US Supreme Court to rule on whether software can be patented
The nine justices of the US Supreme Court on Monday heard oral arguments about a hotly debated question as to how innovative an invention should be to receive legal protection.
The justices heard a one-hour argument in a case that will ultimately affect software companies and a wide range of businesses that sell products containing computer-implemented features. The Supreme Court is expected to hand down its ruling by the end of June.
The Supreme Court agreed to take the case after a split US Court of Appeals for the Federal Circuit ruled in May 2013 that an abstract idea is not patentable simply because it is tied to a computer system.
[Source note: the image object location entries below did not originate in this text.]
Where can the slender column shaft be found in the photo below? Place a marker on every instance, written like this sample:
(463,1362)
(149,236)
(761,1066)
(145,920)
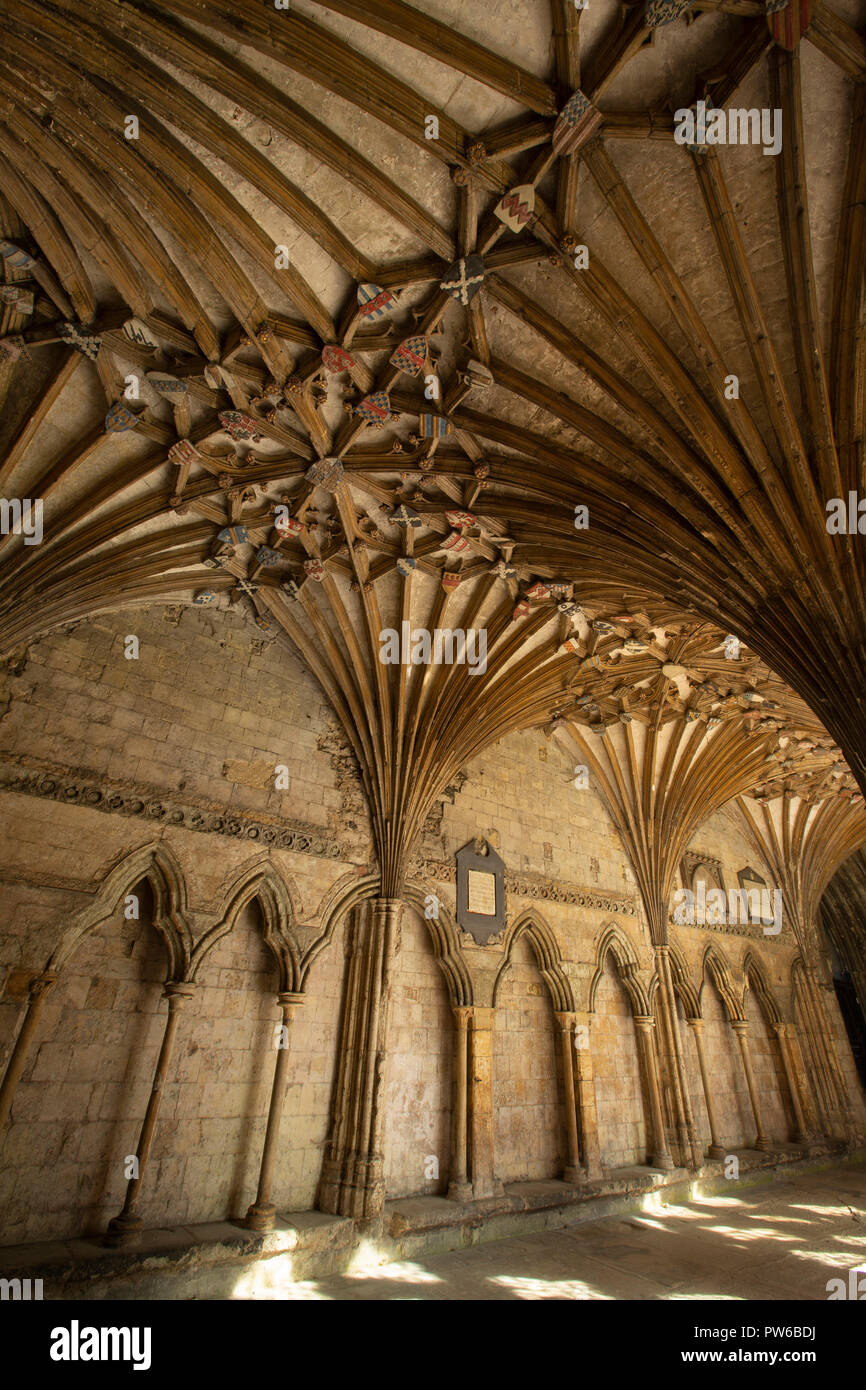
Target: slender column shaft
(262,1214)
(459,1186)
(799,1119)
(716,1148)
(353,1175)
(573,1171)
(38,993)
(690,1144)
(741,1029)
(804,1086)
(660,1154)
(125,1228)
(481,1104)
(585,1096)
The case before the Supreme Court involves Alice Corporation, which holds patents for a computer system that facilitates financial transactions. The patents are challenged by CLS Bank International, which says they are not patent eligible. The Alice patents cover the simple idea of reconciling accounts at the end of a trading day.
The US Patent Act states that anyone who "invents or discovers a new and useful process, machine, manufacture, or composition of matter," or an improvement of an existing one, can get a patent. An invention related to an abstract idea can be patented, but it must include a way of applying the idea.
The Supreme Court ruled in the 1970s that an algorithm, which is a set of simple instructions on how to carry out a task, is not itself patentable. That would suggest that anything which can be carried out solely by a computer is not patentable because a computer program is by definition an algorithm.
Lower courts, however, ignored the Supreme Court ruling and affirmed patents that were written and functioned solely on computers without human interaction. Alice Corporation said that because its idea requires the use of a computer, it is patentable.